Exatos 130 dias. Este foi o período entre o último jogo de Caíque – 14 de novembro de 2017 – até a data em que voltou a participar de uma partida pelo Guarani. O atacante foi opção do treinador Umberto Louzer neste sábado e entrou aos 23 minutos da etapa final, na vaga de Fumagalli, durante a vitória por 2 a 1 sobre o Votuporanguense.

O jogador renovou contrato em janeiro após negociações frustradas com a Coreia do Sul e seria o grande talismã no banco de reservas do Bugre para a fase inicial da Série A2 do Campeonato Paulista. Mas as dores no púbis o afastou dos gramados e fez com que o Departamento Médico desse ao jogador a mais longa pré-temporada do elenco. A tendência é que, a partir de agora, ele comece a receber chances no segundo tempo de algumas partidas.

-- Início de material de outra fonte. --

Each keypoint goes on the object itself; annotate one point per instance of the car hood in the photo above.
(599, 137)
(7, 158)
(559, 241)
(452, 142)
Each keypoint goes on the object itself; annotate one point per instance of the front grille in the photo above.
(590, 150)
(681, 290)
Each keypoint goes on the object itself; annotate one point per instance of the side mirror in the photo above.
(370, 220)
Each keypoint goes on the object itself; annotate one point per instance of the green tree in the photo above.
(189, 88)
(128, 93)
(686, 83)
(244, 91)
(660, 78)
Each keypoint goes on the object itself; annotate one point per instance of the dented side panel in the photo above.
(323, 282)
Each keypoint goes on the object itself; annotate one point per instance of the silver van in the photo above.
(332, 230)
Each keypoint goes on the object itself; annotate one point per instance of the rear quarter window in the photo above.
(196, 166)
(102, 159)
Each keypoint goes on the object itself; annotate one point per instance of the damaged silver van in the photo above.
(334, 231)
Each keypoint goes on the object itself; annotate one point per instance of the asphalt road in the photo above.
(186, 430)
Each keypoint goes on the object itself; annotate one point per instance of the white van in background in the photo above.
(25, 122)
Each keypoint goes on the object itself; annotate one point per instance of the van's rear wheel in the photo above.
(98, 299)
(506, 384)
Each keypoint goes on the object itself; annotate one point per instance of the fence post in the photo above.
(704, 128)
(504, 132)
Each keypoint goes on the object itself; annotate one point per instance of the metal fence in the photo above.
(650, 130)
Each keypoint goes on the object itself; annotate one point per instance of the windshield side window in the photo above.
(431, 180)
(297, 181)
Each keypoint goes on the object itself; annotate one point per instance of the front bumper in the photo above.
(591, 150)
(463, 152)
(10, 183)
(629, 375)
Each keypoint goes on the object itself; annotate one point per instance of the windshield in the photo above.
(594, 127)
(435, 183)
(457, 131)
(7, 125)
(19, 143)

Devido à lesão, o que lhe limitou na transferência para o exterior, o atleta de 24 anos requer cuidados. O atacante participou de 29 jogos em 2017, marcou quatro gols e foi decisivo na reta final da Série B do Campeonato Brasileiro, quando o time de Campinas lutava contra o rebaixamento.

Caíque também soma passagens por Friburguense e Taubaté, onde se destacou antes de se transferir ao Alviverde.

A pubalgia
Trata-se da inflamação do osso púbis, um dos três principais que formam a pélvis. Isto gera dores na região da virilha, em músculos que realizam a troca de força com o abdômen. A dor pode se espalhar para a parte interna da coxa e afetar coluna, joelho ou outras regiões do corpo. É algo frequente entre jogadores de futebol, que trabalham intensamente a musculatura no local com movimentos como chutes, agachamentos e saltos.

Como a lesão prejudica o desempenho?
As dores no púbis irradiam para os músculos adutores das duas pernas. Assim, o atleta tem menos força e potência nas arrancadas. Mesmo que não tenha dor na hora do jogo, o efeito também é psicológico: o jogador passa a sentir receio nos movimentos ao entrar em divididas ou ao realizar maiores esforços para não prejudicar a musculatura.